Недалеко от аптеки сверкал витриной магазин. Через стекло хорошо были видны полки с фруктами и овощами. Пройти мимо было никак невозможно. Купили любимое лакомство советских людей – бананы и апельсины. На улице кушать сочли неудобным. Вернулись в гостиницу. Съели по паре бананов и разделили один апельсин. Будь они в Москве, съели бы все. А когда дефицита нет (ешь, сколько хочешь!), азарт исчезает, аппетит притупляется.

– Владислав Сергеевич, у меня печенье есть. Может чайку организуем?

– Нет Гриша. Давай попозже. А то уже темнеет. А нам бы хорошо дорогу проторить в турнирный зал.

– Но двадцать минут ничего не решат.

– Неужели без чая никак? Может, устал от ходьбы?

– Устал. Вернее не устал, а ногу натер. Мне бы посидеть чуть-чуть и пройдет.

– Гриша! Я ведь нормальный человек. Не надо передо мной сцену разыгрывать. Натер – покажи. Чего стесняться-то.

Гриша показал ногу. Оказалось, натер очень сильно. И как только терпел?

– И ты все время молчал? Да ты… жалко сейчас не война. Я б тебя в партизаны определил. С таким болевым порогом ты любые пытки вынесешь. Ну не переживай. Я знаю, как это поправить.

Говоря все это Слонов доставал из своей сумки сверток. Там были разложены в кармашках разные медицинские штучки: пластырь, бинт, йод, зеленка, пипетка. В общем, набор для оказания первой помощи. Минут через двадцать выяснилось, что Слонов оказывает помощь вполне профессионально. Гриша смог надеть ботинок и прошелся по комнате. Не сказать, чтоб с большим комфортом, но боли не было.

– Ну что, к походу готов?

– Да можно.

Когда вышли на улицу, стемнело совершенно. Само по себе это не страшно. Освещение городское работало исправно. А вот людей на улицах не стало. Их и днем было не много, а сейчас и вовсе никого. Типичная картина для провинциального города.

– И давно у тебя заболело?

– Еще в самолете. – нехотя ответил молодой шахматист – Нет раньше, в Шереметьево.

– И что ж ты молчал? – удивился Слонов – Думал с болячкой за границу не пускают?

Вопрос этот Гришу разозлил.

– Смеетесь надо мной?

– Не смеюсь, а шучу. А это совсем разные вещи. Так что не надо на меня обижаться. Григорий! Ты уже взрослый человек – обидами жизнь не выстроишь.

Довод оказался действенным.

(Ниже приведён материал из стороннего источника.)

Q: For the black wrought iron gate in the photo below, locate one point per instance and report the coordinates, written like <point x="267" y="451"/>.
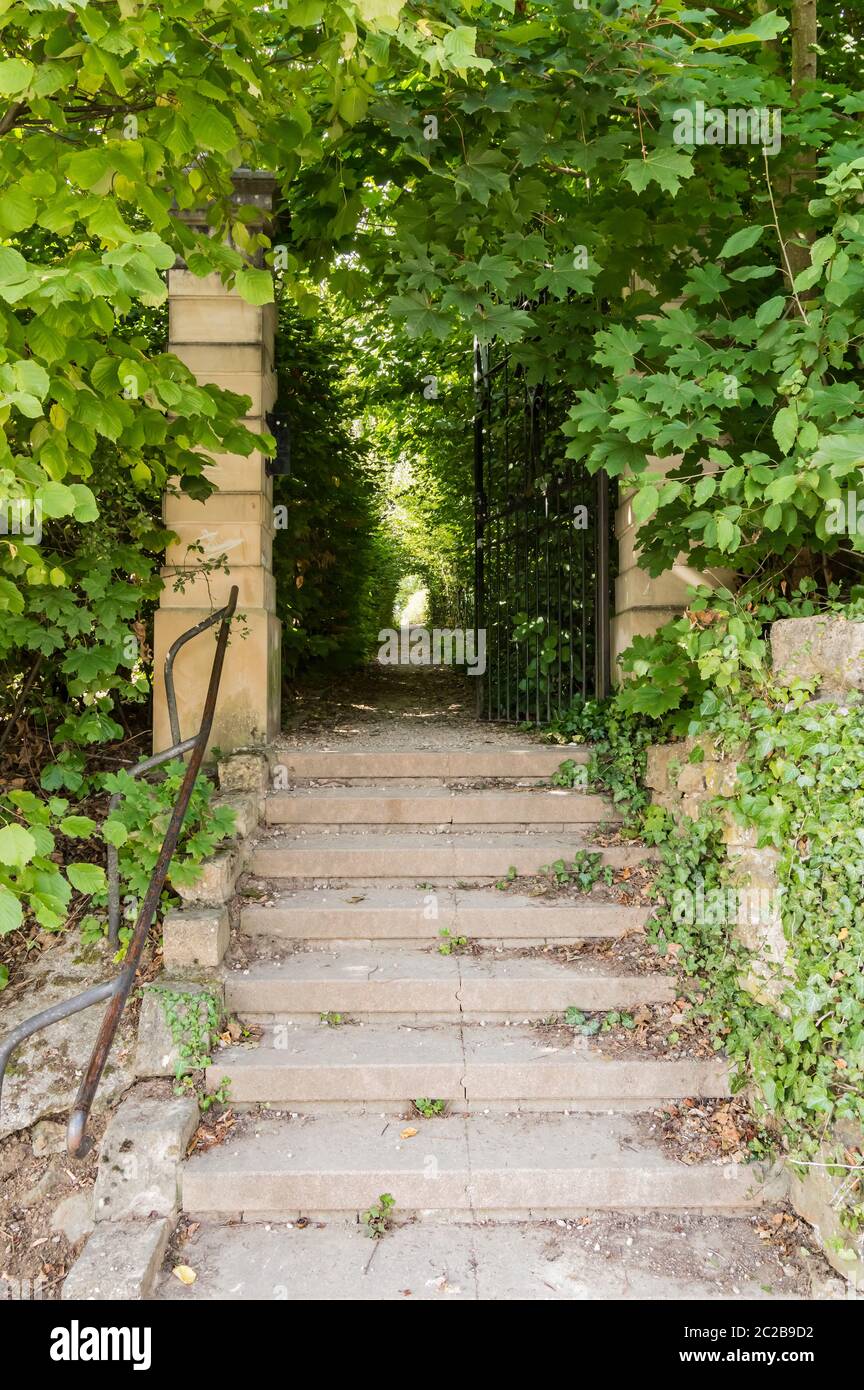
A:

Гриша смягчился.

– А если скажу, смеяться не будете?

Слонов приложил руку к сердцу:

– Даю слово офиц… официальное слово.

– Меня отец так учит. Болит – терпи. Само должно зажить как на собаке.

Слова Гарова вызвали такое удивление, что Владиславу потребовалась остановка с папиросой, разумеется. Впоследствии Гриша будет говорить: «Есть автобусные остановки, а есть папиросные»

– А для чего тебя отец так учит? Чтобы научиться терпеть?

– Нет. Он говорит, что если я не буду обращать внимание на болячки, то буду хорошо чувствовать свой организм.

– Это конечно здорово чувствовать свой организм. Но есть болячки, приводящие к смерти. И без доктора не обойтись. Ну, или скажем без посторонней помощи.

– А папа мой говорит, что если чувствовать свой организм, то когда придет болячка, с которой самому не справиться – организм пошлет сигнал. Обязательно. И еще. Такая метода тренировки организма: хочешь, не хочешь, он вынужден заниматься саморегулированием.

– То есть самолечением?

– Ну, в общем да.

– Ты хочешь сказать, что если в организме не хватает какого-то вещества, он может сам его создать и доставить в нужную точку?

– Да. Папа считает, что если смолоду организм, если конечно он здоровый, приучать справляться самому, можно вообще про врачей позабыть. Если захотите, я вам много еще чего об этом порасскажу.

– Захочу. Обязательно захочу. То, что ты говоришь… Нечто подобное я слышал уже, но все же предпочел бы слушать не на ходу, а сидя в кресле, за чайком. Ну что, Григорий Григорьевич, а не пора ли нам уже найти турнирный зал и на сегодня дела закончить?

Вот чудеса: Слонов обратился по имени отчеству! Как к старшему. Значит, Гриша чем-то вызвал уважение. Было очень приятно.

Продолжили путь. Прошли квартал. До нужного поворота оставалось всего ничего. И тут дорогу им перебежала, кто бы вы думали? Ну конечно черная кошка! Красивая черная кошка с ярким белым пятном на боку. Не просто перебежала. Сначала она сидела, смотрела по сторонам, выставляла вперед лапку. Убирала. Опять выставляла. Как будто думала бежать – не бежать. И, когда друзья уже совсем с ней поравнялись, стрелой перелетела на другую сторону улицы. Они остановились как вкопанные. Глупо смотрели на свои ботинки, на кошку на другой стороне улицы, опять на ботинки, друг на друга.

– Да! Дела. Гриша, ну что ей не сиделось здесь? Что там лучше что ли?

– Мой папа говорит, что кошка чувствует опасность.

– От нас какая опасность? Кыс-кыс. Иди назад, мы тебя не тронем.

– А может она нас предупреждает: «Не ходите, там опасность!»

Глупо и стыдно. Идти надо. Время позднее. А перешагнуть боязно.

– Владислав Сергеевич, а вы в приметы верите?

– Нет. Не верю. Я же коммунист, какие приметы! Двадцатый век на дворе. А ты веришь?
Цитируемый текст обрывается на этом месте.